When Dalton McGuinty’s government came to power in 2003, they commissioned a Deloitte study into the feasibility of plans by the Tories to build two public hospitals as public-private partnerships (P3s).
That report suggested the cost of the William Osler Health Centre could run as much as $300 million more than if it had been built under traditional public procurement.
What was McGuinty’s response?
McGuinty tweaked the deal slightly so that the government retained ownership from the start, rather than reclaim ownership at the end of the contract period. This did not affect the ability of the consortium to run the hospital as if it did own the building.
McGuinty ignored the $300 million cost difference.
While the government claims to be open and transparent, it took a different kind of consortium – three unions (including OPSEU) and the Ontario Health Coalition almost four years in court to obtain the Deloitte report.
In 2007 Natalie Mehra, Director of the Ontario Health Coalition, said the government should place a moratorium on P3s until the auditor had a chance to review the two deals already signed.
The government continued signing P3 projects and the Auditor General (AG) of Ontario did investigate the circumstance of the William Osler the next year.
In it the AG reflected that the Osler had no choice in the procurement model – “rather, it was the government of the day that decided to follow the public-private partnership (P3) approach”
“We noted that, before this decision was made, the costs and benefits of alternative procurement, including traditional procurement, were not adequately assessed,” the AG’s report stated. “This, along with a number of other issues we had with respect to this first P3 project at WOHC, led us to conclude that the all-in cost could well have been lower had the hospital and the related non-clinical services been procured under the traditional approach, than the P3 approach implemented in this case.”
The AG found the government’s value for money assessment – done after the project had already been committed to as a P3 – had overinflated the option of doing the project under traditional procurement by a net $634 million.
Similarly, costs associated with the P3 were left off the value for money comparison, including $28 million in consultants costs the auditor noted were associated exclusively with the P3 process.
Oddly, the AG’s report never adds up what the total difference would have been.
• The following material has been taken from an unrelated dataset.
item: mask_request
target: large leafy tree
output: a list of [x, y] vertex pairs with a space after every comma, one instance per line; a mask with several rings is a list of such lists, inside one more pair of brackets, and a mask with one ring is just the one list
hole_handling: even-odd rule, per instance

The Globe and Mail’s Andre Picard calculated from the auditor’s numbers that the taxpayers of Ontario paid close to $400 million more in costs associated with building the hospital under this model. This is even more than what the original Deloitte report had estimated.
Anticipating the AG’s report, the McGuinty government had already stripped ancillary services – such as food, cleaning, security, and IT – from future P3 projects.
Instead of accepting the AG’s report, Infrastructure Ontario had the temerity to state “when a project is assigned to infrastructure Ontario, it conducts a full value-for-money (VFM) assessment that compares the costs of traditional procurement with an AFP (Alternative Finance and Procurement) approach.”
Did Infrastructure Ontario really not read the rest of the auditor’s report that highlighted how its own VFM massively overestimated one side of the equation and underestimated costs associated with the P3 option?
Today the McGuinty government continues to sign new P3 projects.
While the Osler was intended to be a pilot, other deals were signed, including the new North Bay hospital, before any assessment could be made of that pilot.
Both Deloitte and the Auditor General’s reports were revelatory, yet we have not seen this kind of scrutiny applied to any of the new generation of P3 projects. We still rely on Infrastructure Ontario’s flawed VFM comparisons.
Frank Klees says McGuinty knew about the problems with the structure posed by ORNGE seven years ago. We know McGuinty was warned by Deloitte about the problems with the William Osler deal.
Ontario claims to be making these decisions based on evidence. The evidence would suggest otherwise.
As a footnote to this story, OPSEU’s local at the Royal Ottawa Mental Health Centre has issued two reports from the perspective of staff working inside a P3 hospital. They continue to be some of the best first-hand accounts to show that P3s are not just a huge financial boondoggle, but they affect the delivery of front line care too.